We awoke yesterday morning with mixed anticipation of what the day might bring. Excited to finally be meeting with an oncologist, but with lumps in our throats as to what he may have to say. We knew nothing at this point could be definitive as Dave would first have to have the results of his full node biopsy. This too, was yesterday following our appointment with Dr. Kuebler.
I apologize if this post gets lengthy, but I want to give you all we know.

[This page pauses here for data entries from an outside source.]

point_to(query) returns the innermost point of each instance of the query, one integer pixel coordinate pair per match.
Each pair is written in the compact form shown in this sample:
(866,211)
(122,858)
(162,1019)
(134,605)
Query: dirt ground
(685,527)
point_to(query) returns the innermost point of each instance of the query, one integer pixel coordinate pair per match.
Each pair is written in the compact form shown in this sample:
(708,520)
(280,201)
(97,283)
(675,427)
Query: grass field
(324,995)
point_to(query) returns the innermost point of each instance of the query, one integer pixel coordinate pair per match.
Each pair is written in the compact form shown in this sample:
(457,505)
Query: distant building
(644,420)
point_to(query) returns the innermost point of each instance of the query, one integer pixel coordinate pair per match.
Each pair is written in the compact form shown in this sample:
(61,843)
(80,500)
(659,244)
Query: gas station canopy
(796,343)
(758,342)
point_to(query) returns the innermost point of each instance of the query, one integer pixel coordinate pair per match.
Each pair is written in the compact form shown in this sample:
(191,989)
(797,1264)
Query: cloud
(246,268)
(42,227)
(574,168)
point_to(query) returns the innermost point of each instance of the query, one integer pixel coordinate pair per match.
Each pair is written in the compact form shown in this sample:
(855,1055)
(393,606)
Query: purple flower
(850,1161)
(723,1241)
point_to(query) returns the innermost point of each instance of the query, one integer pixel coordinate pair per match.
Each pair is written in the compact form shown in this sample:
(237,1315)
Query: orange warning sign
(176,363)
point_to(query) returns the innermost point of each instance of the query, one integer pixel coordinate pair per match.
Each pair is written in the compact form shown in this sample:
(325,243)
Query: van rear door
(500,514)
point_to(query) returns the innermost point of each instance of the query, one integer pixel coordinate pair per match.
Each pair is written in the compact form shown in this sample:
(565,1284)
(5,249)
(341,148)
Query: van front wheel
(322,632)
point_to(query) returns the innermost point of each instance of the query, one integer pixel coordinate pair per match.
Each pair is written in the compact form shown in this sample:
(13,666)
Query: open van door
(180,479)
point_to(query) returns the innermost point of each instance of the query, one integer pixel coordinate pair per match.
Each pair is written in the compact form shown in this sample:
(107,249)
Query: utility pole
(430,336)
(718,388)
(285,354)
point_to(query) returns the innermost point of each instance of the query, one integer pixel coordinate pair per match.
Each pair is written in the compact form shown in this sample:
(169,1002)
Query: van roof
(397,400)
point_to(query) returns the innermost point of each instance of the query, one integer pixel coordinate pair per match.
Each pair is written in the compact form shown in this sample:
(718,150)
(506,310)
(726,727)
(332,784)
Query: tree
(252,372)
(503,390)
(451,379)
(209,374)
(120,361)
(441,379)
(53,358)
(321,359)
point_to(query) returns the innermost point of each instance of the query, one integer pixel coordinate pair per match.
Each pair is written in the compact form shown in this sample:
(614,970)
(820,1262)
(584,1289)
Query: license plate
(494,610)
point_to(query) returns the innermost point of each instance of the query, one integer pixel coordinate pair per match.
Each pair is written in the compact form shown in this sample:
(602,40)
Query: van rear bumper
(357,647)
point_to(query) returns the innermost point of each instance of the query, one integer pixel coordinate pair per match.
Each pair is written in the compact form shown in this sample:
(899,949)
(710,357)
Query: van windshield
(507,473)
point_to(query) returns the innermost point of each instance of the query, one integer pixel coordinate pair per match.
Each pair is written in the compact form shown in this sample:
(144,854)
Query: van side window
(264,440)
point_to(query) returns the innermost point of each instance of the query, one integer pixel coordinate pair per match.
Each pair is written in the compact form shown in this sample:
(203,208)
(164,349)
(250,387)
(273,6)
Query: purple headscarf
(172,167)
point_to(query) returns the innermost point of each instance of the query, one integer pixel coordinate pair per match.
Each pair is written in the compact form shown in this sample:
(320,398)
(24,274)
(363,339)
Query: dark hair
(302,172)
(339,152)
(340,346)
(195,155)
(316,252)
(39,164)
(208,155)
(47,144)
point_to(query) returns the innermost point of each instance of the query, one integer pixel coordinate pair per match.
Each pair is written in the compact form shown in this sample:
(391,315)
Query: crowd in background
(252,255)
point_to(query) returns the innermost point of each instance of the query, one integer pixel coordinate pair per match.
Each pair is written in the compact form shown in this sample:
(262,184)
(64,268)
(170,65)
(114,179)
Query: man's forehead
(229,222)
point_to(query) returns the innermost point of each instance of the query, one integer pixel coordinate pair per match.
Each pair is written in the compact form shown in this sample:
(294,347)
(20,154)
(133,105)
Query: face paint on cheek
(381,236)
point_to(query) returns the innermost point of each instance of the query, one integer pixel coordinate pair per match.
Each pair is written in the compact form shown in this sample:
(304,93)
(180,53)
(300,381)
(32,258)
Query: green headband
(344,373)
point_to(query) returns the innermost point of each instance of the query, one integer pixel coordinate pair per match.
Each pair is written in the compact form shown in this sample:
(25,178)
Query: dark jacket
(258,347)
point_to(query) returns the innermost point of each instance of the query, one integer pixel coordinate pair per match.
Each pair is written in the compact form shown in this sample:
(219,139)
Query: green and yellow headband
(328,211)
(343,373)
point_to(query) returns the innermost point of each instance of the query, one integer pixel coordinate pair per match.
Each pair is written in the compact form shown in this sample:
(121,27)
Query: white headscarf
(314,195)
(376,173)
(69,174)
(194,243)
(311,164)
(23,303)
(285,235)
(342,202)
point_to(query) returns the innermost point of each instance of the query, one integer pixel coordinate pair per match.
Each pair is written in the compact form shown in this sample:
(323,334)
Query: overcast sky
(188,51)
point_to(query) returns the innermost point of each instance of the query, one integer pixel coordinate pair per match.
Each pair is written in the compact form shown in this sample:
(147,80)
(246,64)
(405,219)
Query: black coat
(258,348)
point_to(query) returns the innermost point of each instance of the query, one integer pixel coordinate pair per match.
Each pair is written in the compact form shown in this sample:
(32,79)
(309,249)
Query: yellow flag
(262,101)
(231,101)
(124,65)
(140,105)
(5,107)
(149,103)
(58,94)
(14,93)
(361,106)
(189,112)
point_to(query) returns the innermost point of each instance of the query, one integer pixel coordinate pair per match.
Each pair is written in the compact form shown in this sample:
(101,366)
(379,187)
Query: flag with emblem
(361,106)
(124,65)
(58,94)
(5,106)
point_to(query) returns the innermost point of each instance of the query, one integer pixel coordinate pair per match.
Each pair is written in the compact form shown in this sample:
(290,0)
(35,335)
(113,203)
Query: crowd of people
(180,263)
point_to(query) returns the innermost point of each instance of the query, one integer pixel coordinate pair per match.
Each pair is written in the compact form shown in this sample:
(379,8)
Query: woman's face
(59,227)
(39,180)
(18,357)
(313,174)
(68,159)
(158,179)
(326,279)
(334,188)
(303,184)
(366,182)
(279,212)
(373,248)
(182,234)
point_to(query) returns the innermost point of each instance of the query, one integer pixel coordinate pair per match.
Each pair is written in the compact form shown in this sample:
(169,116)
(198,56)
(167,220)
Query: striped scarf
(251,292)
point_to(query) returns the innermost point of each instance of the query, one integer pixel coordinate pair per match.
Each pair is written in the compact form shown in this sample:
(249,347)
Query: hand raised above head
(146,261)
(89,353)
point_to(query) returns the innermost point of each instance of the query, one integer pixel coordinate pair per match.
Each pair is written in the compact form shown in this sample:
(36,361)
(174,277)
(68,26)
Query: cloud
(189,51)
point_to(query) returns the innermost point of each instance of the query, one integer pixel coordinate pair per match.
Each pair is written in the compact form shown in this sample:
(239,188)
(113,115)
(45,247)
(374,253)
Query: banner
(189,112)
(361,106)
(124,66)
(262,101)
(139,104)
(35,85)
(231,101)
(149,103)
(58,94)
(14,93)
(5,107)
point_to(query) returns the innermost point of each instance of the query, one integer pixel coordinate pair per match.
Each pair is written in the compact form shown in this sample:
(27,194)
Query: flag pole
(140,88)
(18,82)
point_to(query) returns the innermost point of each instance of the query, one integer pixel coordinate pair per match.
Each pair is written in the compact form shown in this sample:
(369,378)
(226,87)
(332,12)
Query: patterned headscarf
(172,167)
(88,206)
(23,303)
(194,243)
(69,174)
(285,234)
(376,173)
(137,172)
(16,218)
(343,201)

Dr. Kuebler explained to us that based upon the pathology report Dave has Follicular B-cell Lymphoma. However, this could change after the full node biopsy is analyzed. He described two types of lymphoma to us; favorable and unfavorable. As we listened to him describe these terms, we quickly realized they are a bit misleading. Follicular Lymphoma is a "favorable" cancer. Favorable basically means it is a chronic cancer that can never be cured...sounds like something you would describe as "favorable", huh? The reason it is put in this category is because it has a longer life expectancy than "unfavorable". Many people live for many, many years before they every show symptoms or even need treatment. Dave, fortunately, has no symptoms. In truth, we would have probably never gone to the doctor if he didn't have such a long family history of Lymphoma.
"Unfavorable" means it is an extremely aggressive form of Lymphoma with a much higher fatality rate if untreated. However, if treated it is curable.
So...going on the doctor's gut feeling of Follicuar Lymphoma, we began to talk about course of action. This is the most difficult part for me to wrap my mind around. There are four stages of Lymphoma. We know that Dave is at least in Stage Two as he has swollen nodes in more than one area. (neck, chest, and under his arms) Dr. Kuebler explained that by the time most patients are diagnosed with Lymphoma they are in Stage Four. However, Dave is also the youngest Follicular Lymphoma patient this doctor has ever seen and he is suppose to be "Nationally Renowned". We will not know his stage until we have a full body PetScan. (July 16th) He will also have a Bone Marrow biopsy this day.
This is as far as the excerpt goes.